Monday, December 12, 2005

Adaptive Technology - Accessible Design

The everyday object that I chose to redesign is the NYC MetroCard. In particular, the six ride $10 card, the one I buy and use. The main flaw of this card, and the card system as a whole, is that there is no way of knowing how much value a card holds. This is true with all the value cards available, as well as the unlimited ride cards. Unless you have a good memory and are adept at math, you can only guess at how many rides or days are left on your metrocard. Sure, you get reminded every time the card is swiped, but don't we have enough to keep track of in our lives? And if you're visually impaired? As they say in NYC: "fugghedaboutit!"

The only thing about the current metrocard that is adapted for the visually impaired is the slice taken out of the lower right corner. This helps orient the card for correct swiping. Other than that, there is nothing else to help a sight-challenged rider (or anyone else for that matter) know anything at all about the cards, other than an expiration date (which isn't relevant when it comes to monthly cards.)

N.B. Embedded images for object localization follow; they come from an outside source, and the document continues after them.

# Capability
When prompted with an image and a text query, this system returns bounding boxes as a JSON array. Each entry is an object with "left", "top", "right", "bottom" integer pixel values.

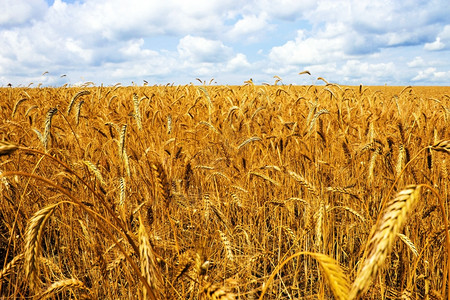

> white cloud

[
  {"left": 412, "top": 67, "right": 450, "bottom": 82},
  {"left": 227, "top": 13, "right": 272, "bottom": 42},
  {"left": 407, "top": 56, "right": 426, "bottom": 67},
  {"left": 412, "top": 67, "right": 436, "bottom": 81},
  {"left": 439, "top": 25, "right": 450, "bottom": 40},
  {"left": 1, "top": 0, "right": 450, "bottom": 86},
  {"left": 177, "top": 35, "right": 233, "bottom": 63},
  {"left": 253, "top": 0, "right": 316, "bottom": 20},
  {"left": 339, "top": 60, "right": 396, "bottom": 82},
  {"left": 0, "top": 0, "right": 47, "bottom": 27},
  {"left": 74, "top": 0, "right": 238, "bottom": 40},
  {"left": 226, "top": 53, "right": 251, "bottom": 72},
  {"left": 119, "top": 39, "right": 159, "bottom": 59},
  {"left": 424, "top": 37, "right": 445, "bottom": 51},
  {"left": 268, "top": 29, "right": 346, "bottom": 66}
]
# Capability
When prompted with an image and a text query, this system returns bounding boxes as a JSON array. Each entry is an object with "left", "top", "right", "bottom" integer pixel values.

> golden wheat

[{"left": 0, "top": 84, "right": 448, "bottom": 299}]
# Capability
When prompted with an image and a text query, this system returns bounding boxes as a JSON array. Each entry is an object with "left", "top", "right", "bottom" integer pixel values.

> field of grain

[{"left": 0, "top": 83, "right": 448, "bottom": 299}]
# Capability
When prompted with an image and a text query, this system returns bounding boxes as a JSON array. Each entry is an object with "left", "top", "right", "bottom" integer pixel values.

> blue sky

[{"left": 1, "top": 0, "right": 450, "bottom": 86}]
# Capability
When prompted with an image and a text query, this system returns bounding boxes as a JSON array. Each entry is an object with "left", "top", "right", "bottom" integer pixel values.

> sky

[{"left": 1, "top": 0, "right": 450, "bottom": 86}]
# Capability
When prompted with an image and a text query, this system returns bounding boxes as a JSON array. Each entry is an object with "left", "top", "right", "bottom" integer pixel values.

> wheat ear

[
  {"left": 133, "top": 93, "right": 143, "bottom": 130},
  {"left": 237, "top": 136, "right": 261, "bottom": 150},
  {"left": 218, "top": 230, "right": 234, "bottom": 262},
  {"left": 35, "top": 278, "right": 88, "bottom": 300},
  {"left": 67, "top": 90, "right": 90, "bottom": 114},
  {"left": 259, "top": 251, "right": 350, "bottom": 300},
  {"left": 82, "top": 160, "right": 105, "bottom": 186},
  {"left": 138, "top": 215, "right": 160, "bottom": 300},
  {"left": 151, "top": 161, "right": 171, "bottom": 205},
  {"left": 24, "top": 203, "right": 60, "bottom": 292},
  {"left": 0, "top": 253, "right": 24, "bottom": 283},
  {"left": 75, "top": 99, "right": 84, "bottom": 125},
  {"left": 0, "top": 141, "right": 18, "bottom": 156},
  {"left": 203, "top": 282, "right": 236, "bottom": 300},
  {"left": 431, "top": 140, "right": 450, "bottom": 154},
  {"left": 349, "top": 185, "right": 421, "bottom": 299},
  {"left": 11, "top": 97, "right": 28, "bottom": 118},
  {"left": 43, "top": 107, "right": 57, "bottom": 150},
  {"left": 288, "top": 170, "right": 318, "bottom": 197}
]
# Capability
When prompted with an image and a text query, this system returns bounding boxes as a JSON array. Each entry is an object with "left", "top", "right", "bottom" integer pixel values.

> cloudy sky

[{"left": 1, "top": 0, "right": 450, "bottom": 86}]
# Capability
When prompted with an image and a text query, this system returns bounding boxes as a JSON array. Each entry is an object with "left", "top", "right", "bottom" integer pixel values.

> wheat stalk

[{"left": 198, "top": 87, "right": 213, "bottom": 122}]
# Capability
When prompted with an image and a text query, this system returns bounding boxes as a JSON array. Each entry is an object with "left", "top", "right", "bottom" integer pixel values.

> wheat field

[{"left": 0, "top": 82, "right": 448, "bottom": 299}]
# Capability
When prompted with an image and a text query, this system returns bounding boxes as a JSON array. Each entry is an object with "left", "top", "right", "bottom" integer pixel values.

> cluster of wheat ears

[{"left": 0, "top": 81, "right": 448, "bottom": 299}]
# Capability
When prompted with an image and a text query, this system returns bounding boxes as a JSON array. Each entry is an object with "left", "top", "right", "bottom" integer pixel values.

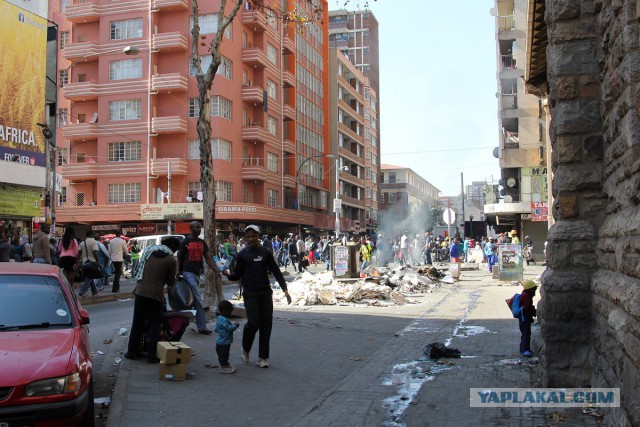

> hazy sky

[{"left": 329, "top": 0, "right": 501, "bottom": 197}]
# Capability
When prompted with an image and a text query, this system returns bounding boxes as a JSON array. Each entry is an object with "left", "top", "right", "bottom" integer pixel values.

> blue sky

[{"left": 329, "top": 0, "right": 501, "bottom": 197}]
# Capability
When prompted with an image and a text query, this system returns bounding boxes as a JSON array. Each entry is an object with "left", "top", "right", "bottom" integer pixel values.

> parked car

[
  {"left": 0, "top": 263, "right": 94, "bottom": 426},
  {"left": 134, "top": 234, "right": 185, "bottom": 254}
]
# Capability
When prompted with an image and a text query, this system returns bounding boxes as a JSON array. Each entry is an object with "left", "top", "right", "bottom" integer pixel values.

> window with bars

[
  {"left": 188, "top": 140, "right": 200, "bottom": 160},
  {"left": 215, "top": 181, "right": 232, "bottom": 202},
  {"left": 266, "top": 79, "right": 277, "bottom": 100},
  {"left": 60, "top": 31, "right": 69, "bottom": 49},
  {"left": 212, "top": 138, "right": 231, "bottom": 161},
  {"left": 76, "top": 192, "right": 84, "bottom": 206},
  {"left": 109, "top": 100, "right": 141, "bottom": 121},
  {"left": 110, "top": 59, "right": 142, "bottom": 80},
  {"left": 59, "top": 69, "right": 68, "bottom": 86},
  {"left": 188, "top": 181, "right": 202, "bottom": 200},
  {"left": 108, "top": 141, "right": 141, "bottom": 162},
  {"left": 108, "top": 183, "right": 141, "bottom": 203},
  {"left": 267, "top": 189, "right": 278, "bottom": 207},
  {"left": 388, "top": 192, "right": 396, "bottom": 204},
  {"left": 267, "top": 152, "right": 278, "bottom": 172},
  {"left": 60, "top": 187, "right": 67, "bottom": 206},
  {"left": 57, "top": 147, "right": 68, "bottom": 166},
  {"left": 211, "top": 96, "right": 232, "bottom": 120},
  {"left": 266, "top": 43, "right": 278, "bottom": 65},
  {"left": 110, "top": 18, "right": 143, "bottom": 40},
  {"left": 188, "top": 98, "right": 200, "bottom": 118},
  {"left": 267, "top": 115, "right": 277, "bottom": 136}
]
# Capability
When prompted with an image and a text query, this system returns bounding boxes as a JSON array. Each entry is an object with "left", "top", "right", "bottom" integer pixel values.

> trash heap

[{"left": 274, "top": 266, "right": 451, "bottom": 306}]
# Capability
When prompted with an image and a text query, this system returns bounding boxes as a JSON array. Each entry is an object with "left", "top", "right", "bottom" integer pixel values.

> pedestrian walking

[
  {"left": 449, "top": 237, "right": 461, "bottom": 262},
  {"left": 222, "top": 225, "right": 292, "bottom": 368},
  {"left": 0, "top": 233, "right": 12, "bottom": 262},
  {"left": 286, "top": 237, "right": 297, "bottom": 271},
  {"left": 214, "top": 300, "right": 240, "bottom": 374},
  {"left": 125, "top": 237, "right": 180, "bottom": 363},
  {"left": 78, "top": 230, "right": 101, "bottom": 298},
  {"left": 177, "top": 221, "right": 218, "bottom": 335},
  {"left": 58, "top": 227, "right": 80, "bottom": 285},
  {"left": 17, "top": 234, "right": 32, "bottom": 262},
  {"left": 130, "top": 240, "right": 141, "bottom": 276},
  {"left": 32, "top": 223, "right": 51, "bottom": 264},
  {"left": 108, "top": 235, "right": 129, "bottom": 293},
  {"left": 296, "top": 235, "right": 306, "bottom": 273},
  {"left": 517, "top": 280, "right": 537, "bottom": 357}
]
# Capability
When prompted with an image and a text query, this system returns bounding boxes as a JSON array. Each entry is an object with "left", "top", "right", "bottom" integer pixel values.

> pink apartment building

[{"left": 51, "top": 0, "right": 335, "bottom": 237}]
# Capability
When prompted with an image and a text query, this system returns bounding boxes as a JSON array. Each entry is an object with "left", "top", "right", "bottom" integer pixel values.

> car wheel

[{"left": 79, "top": 376, "right": 95, "bottom": 427}]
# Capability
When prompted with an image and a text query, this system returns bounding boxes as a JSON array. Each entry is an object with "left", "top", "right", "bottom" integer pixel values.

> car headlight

[{"left": 24, "top": 372, "right": 82, "bottom": 396}]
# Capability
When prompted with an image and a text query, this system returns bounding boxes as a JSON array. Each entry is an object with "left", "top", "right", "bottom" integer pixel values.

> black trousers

[
  {"left": 519, "top": 318, "right": 532, "bottom": 353},
  {"left": 216, "top": 344, "right": 231, "bottom": 366},
  {"left": 112, "top": 261, "right": 123, "bottom": 291},
  {"left": 298, "top": 251, "right": 306, "bottom": 272},
  {"left": 127, "top": 295, "right": 163, "bottom": 360},
  {"left": 242, "top": 294, "right": 273, "bottom": 359}
]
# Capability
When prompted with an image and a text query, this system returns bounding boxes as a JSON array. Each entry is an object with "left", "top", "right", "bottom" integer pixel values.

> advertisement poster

[
  {"left": 0, "top": 1, "right": 47, "bottom": 167},
  {"left": 498, "top": 244, "right": 523, "bottom": 281},
  {"left": 0, "top": 188, "right": 40, "bottom": 217},
  {"left": 140, "top": 203, "right": 204, "bottom": 221},
  {"left": 531, "top": 202, "right": 548, "bottom": 222},
  {"left": 334, "top": 245, "right": 349, "bottom": 277}
]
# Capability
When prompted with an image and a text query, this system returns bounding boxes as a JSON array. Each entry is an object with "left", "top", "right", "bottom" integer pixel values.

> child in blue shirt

[{"left": 214, "top": 300, "right": 240, "bottom": 374}]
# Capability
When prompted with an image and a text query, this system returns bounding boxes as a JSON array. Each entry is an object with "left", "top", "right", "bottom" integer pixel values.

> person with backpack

[
  {"left": 18, "top": 234, "right": 32, "bottom": 262},
  {"left": 510, "top": 280, "right": 538, "bottom": 357},
  {"left": 32, "top": 223, "right": 51, "bottom": 264}
]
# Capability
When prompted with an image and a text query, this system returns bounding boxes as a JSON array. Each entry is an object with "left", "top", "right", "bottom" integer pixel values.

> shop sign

[
  {"left": 0, "top": 188, "right": 41, "bottom": 217},
  {"left": 531, "top": 202, "right": 548, "bottom": 221},
  {"left": 217, "top": 205, "right": 257, "bottom": 213},
  {"left": 121, "top": 225, "right": 138, "bottom": 235},
  {"left": 140, "top": 203, "right": 203, "bottom": 220},
  {"left": 138, "top": 223, "right": 157, "bottom": 235},
  {"left": 92, "top": 224, "right": 119, "bottom": 232},
  {"left": 175, "top": 223, "right": 190, "bottom": 234}
]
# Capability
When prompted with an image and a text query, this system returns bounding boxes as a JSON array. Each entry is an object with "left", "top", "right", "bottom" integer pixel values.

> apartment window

[
  {"left": 188, "top": 98, "right": 200, "bottom": 118},
  {"left": 191, "top": 13, "right": 218, "bottom": 34},
  {"left": 266, "top": 8, "right": 277, "bottom": 30},
  {"left": 372, "top": 172, "right": 377, "bottom": 184},
  {"left": 188, "top": 140, "right": 200, "bottom": 160},
  {"left": 370, "top": 98, "right": 377, "bottom": 112},
  {"left": 266, "top": 79, "right": 277, "bottom": 100},
  {"left": 242, "top": 69, "right": 249, "bottom": 86},
  {"left": 108, "top": 141, "right": 141, "bottom": 162},
  {"left": 108, "top": 183, "right": 141, "bottom": 203},
  {"left": 217, "top": 56, "right": 232, "bottom": 80},
  {"left": 267, "top": 152, "right": 278, "bottom": 172},
  {"left": 371, "top": 135, "right": 377, "bottom": 147},
  {"left": 77, "top": 74, "right": 87, "bottom": 82},
  {"left": 266, "top": 43, "right": 278, "bottom": 65},
  {"left": 242, "top": 31, "right": 248, "bottom": 48},
  {"left": 243, "top": 185, "right": 254, "bottom": 203},
  {"left": 60, "top": 0, "right": 68, "bottom": 12},
  {"left": 57, "top": 147, "right": 68, "bottom": 166},
  {"left": 60, "top": 187, "right": 67, "bottom": 206},
  {"left": 60, "top": 31, "right": 69, "bottom": 49},
  {"left": 58, "top": 108, "right": 68, "bottom": 126},
  {"left": 267, "top": 115, "right": 277, "bottom": 136},
  {"left": 338, "top": 64, "right": 343, "bottom": 76},
  {"left": 76, "top": 192, "right": 84, "bottom": 206},
  {"left": 110, "top": 18, "right": 143, "bottom": 40},
  {"left": 109, "top": 100, "right": 141, "bottom": 121},
  {"left": 188, "top": 181, "right": 201, "bottom": 200},
  {"left": 110, "top": 59, "right": 142, "bottom": 80},
  {"left": 211, "top": 96, "right": 232, "bottom": 120},
  {"left": 365, "top": 167, "right": 371, "bottom": 179},
  {"left": 388, "top": 192, "right": 397, "bottom": 203},
  {"left": 212, "top": 138, "right": 231, "bottom": 161},
  {"left": 267, "top": 189, "right": 278, "bottom": 207},
  {"left": 539, "top": 123, "right": 544, "bottom": 142},
  {"left": 77, "top": 114, "right": 86, "bottom": 123},
  {"left": 190, "top": 55, "right": 212, "bottom": 75},
  {"left": 388, "top": 172, "right": 396, "bottom": 183},
  {"left": 215, "top": 181, "right": 232, "bottom": 202},
  {"left": 371, "top": 153, "right": 378, "bottom": 166},
  {"left": 224, "top": 21, "right": 232, "bottom": 39},
  {"left": 59, "top": 69, "right": 68, "bottom": 86}
]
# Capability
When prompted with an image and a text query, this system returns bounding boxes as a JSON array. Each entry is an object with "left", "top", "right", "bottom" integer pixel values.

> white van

[{"left": 133, "top": 234, "right": 185, "bottom": 254}]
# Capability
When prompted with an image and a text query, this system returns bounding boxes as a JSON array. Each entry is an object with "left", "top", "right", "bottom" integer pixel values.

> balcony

[
  {"left": 501, "top": 93, "right": 517, "bottom": 110},
  {"left": 338, "top": 147, "right": 364, "bottom": 167},
  {"left": 338, "top": 99, "right": 364, "bottom": 125},
  {"left": 498, "top": 15, "right": 515, "bottom": 32},
  {"left": 340, "top": 194, "right": 365, "bottom": 208},
  {"left": 65, "top": 1, "right": 100, "bottom": 23},
  {"left": 338, "top": 123, "right": 363, "bottom": 143},
  {"left": 241, "top": 85, "right": 265, "bottom": 104},
  {"left": 241, "top": 9, "right": 268, "bottom": 32},
  {"left": 242, "top": 47, "right": 269, "bottom": 69},
  {"left": 63, "top": 42, "right": 100, "bottom": 61},
  {"left": 282, "top": 70, "right": 296, "bottom": 88},
  {"left": 152, "top": 32, "right": 188, "bottom": 52},
  {"left": 282, "top": 174, "right": 296, "bottom": 189},
  {"left": 500, "top": 55, "right": 517, "bottom": 70},
  {"left": 152, "top": 73, "right": 188, "bottom": 93},
  {"left": 152, "top": 116, "right": 187, "bottom": 134},
  {"left": 241, "top": 164, "right": 273, "bottom": 182},
  {"left": 62, "top": 123, "right": 98, "bottom": 141},
  {"left": 151, "top": 158, "right": 189, "bottom": 175},
  {"left": 59, "top": 157, "right": 98, "bottom": 180},
  {"left": 242, "top": 124, "right": 272, "bottom": 144},
  {"left": 62, "top": 81, "right": 98, "bottom": 101},
  {"left": 153, "top": 0, "right": 189, "bottom": 12},
  {"left": 339, "top": 171, "right": 364, "bottom": 187},
  {"left": 282, "top": 36, "right": 295, "bottom": 55},
  {"left": 282, "top": 138, "right": 295, "bottom": 154},
  {"left": 282, "top": 104, "right": 296, "bottom": 121}
]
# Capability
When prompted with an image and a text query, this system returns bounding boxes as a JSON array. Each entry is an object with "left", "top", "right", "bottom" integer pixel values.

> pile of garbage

[{"left": 273, "top": 266, "right": 452, "bottom": 306}]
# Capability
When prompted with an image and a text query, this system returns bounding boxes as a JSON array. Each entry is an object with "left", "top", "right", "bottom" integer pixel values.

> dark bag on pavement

[
  {"left": 423, "top": 342, "right": 461, "bottom": 359},
  {"left": 168, "top": 277, "right": 194, "bottom": 310},
  {"left": 82, "top": 260, "right": 104, "bottom": 279}
]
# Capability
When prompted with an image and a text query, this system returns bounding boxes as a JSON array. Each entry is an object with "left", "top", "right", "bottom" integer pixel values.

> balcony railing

[
  {"left": 282, "top": 104, "right": 296, "bottom": 121},
  {"left": 62, "top": 81, "right": 98, "bottom": 101},
  {"left": 241, "top": 85, "right": 265, "bottom": 104},
  {"left": 282, "top": 70, "right": 296, "bottom": 88},
  {"left": 62, "top": 123, "right": 98, "bottom": 140},
  {"left": 63, "top": 42, "right": 100, "bottom": 61},
  {"left": 501, "top": 93, "right": 518, "bottom": 110},
  {"left": 65, "top": 1, "right": 100, "bottom": 23},
  {"left": 152, "top": 32, "right": 188, "bottom": 52},
  {"left": 282, "top": 138, "right": 295, "bottom": 154},
  {"left": 503, "top": 131, "right": 519, "bottom": 148},
  {"left": 498, "top": 15, "right": 515, "bottom": 31},
  {"left": 242, "top": 124, "right": 273, "bottom": 144},
  {"left": 242, "top": 47, "right": 269, "bottom": 70},
  {"left": 500, "top": 55, "right": 517, "bottom": 70},
  {"left": 242, "top": 9, "right": 268, "bottom": 32},
  {"left": 152, "top": 73, "right": 188, "bottom": 93},
  {"left": 151, "top": 158, "right": 189, "bottom": 175},
  {"left": 282, "top": 36, "right": 295, "bottom": 55},
  {"left": 153, "top": 0, "right": 189, "bottom": 12},
  {"left": 151, "top": 116, "right": 187, "bottom": 134}
]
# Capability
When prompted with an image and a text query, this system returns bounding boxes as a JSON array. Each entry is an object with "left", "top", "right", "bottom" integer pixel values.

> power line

[{"left": 382, "top": 146, "right": 494, "bottom": 155}]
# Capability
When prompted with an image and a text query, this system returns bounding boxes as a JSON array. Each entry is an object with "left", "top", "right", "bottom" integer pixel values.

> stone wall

[{"left": 541, "top": 0, "right": 640, "bottom": 425}]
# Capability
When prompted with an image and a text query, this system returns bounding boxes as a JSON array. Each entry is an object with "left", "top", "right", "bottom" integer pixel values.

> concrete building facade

[
  {"left": 50, "top": 0, "right": 334, "bottom": 237},
  {"left": 525, "top": 0, "right": 640, "bottom": 425}
]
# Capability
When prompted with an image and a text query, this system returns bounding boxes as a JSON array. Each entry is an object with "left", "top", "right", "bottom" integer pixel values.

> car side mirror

[{"left": 79, "top": 309, "right": 90, "bottom": 325}]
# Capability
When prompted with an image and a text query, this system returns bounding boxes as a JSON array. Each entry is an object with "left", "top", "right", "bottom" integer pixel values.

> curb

[
  {"left": 105, "top": 358, "right": 131, "bottom": 427},
  {"left": 79, "top": 291, "right": 135, "bottom": 306}
]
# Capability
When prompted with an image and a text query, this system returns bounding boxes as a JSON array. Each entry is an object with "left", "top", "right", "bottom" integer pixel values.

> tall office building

[
  {"left": 50, "top": 0, "right": 333, "bottom": 237},
  {"left": 486, "top": 0, "right": 548, "bottom": 247}
]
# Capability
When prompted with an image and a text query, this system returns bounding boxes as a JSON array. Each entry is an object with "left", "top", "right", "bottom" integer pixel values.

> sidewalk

[{"left": 105, "top": 263, "right": 603, "bottom": 427}]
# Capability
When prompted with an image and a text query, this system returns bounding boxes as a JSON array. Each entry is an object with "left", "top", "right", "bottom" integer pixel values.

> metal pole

[
  {"left": 461, "top": 172, "right": 465, "bottom": 238},
  {"left": 167, "top": 160, "right": 172, "bottom": 234},
  {"left": 447, "top": 198, "right": 451, "bottom": 262},
  {"left": 335, "top": 157, "right": 340, "bottom": 239}
]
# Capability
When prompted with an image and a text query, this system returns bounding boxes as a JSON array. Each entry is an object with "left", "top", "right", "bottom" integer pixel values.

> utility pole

[
  {"left": 167, "top": 160, "right": 172, "bottom": 234},
  {"left": 461, "top": 172, "right": 465, "bottom": 238}
]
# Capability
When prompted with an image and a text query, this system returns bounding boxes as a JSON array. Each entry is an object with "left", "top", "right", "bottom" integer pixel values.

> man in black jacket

[{"left": 223, "top": 225, "right": 291, "bottom": 368}]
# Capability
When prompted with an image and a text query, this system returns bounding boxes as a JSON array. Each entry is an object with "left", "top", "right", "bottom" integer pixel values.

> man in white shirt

[
  {"left": 296, "top": 235, "right": 306, "bottom": 273},
  {"left": 400, "top": 232, "right": 408, "bottom": 264},
  {"left": 108, "top": 236, "right": 129, "bottom": 293}
]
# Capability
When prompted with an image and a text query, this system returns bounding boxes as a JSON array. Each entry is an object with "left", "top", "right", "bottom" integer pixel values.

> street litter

[
  {"left": 583, "top": 408, "right": 605, "bottom": 418},
  {"left": 94, "top": 397, "right": 111, "bottom": 407},
  {"left": 103, "top": 339, "right": 113, "bottom": 345},
  {"left": 423, "top": 342, "right": 462, "bottom": 359},
  {"left": 96, "top": 350, "right": 105, "bottom": 355},
  {"left": 114, "top": 357, "right": 122, "bottom": 365},
  {"left": 118, "top": 327, "right": 128, "bottom": 336},
  {"left": 273, "top": 266, "right": 450, "bottom": 306},
  {"left": 497, "top": 359, "right": 522, "bottom": 365},
  {"left": 349, "top": 356, "right": 363, "bottom": 361}
]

This redesign solves the "how many rides problem" by both showing the original dollar amount of the card, and the number of trips the card provides. The number of rides are printed on the right side, and are notched out every time the card is used to enter the system. When you begin, you have 6 rides and no notches; when the card is dead, you have no rides and 6 notches. In addition, I have placed a notch at the bottom of the card to assist in differentiating between 6-ride, weekly and monthly cards. Each one can have a unique shaped notch (in my example, a half-round) or a unique combination of shapes (for example two half rounds, or a triangle.)

While I was at it, I decided to update the look of the cards. While my graphic design does not assist the visually-impaired, it does help celebrate a little bit of New York's transportation history and in the process refreshes the MTA brand.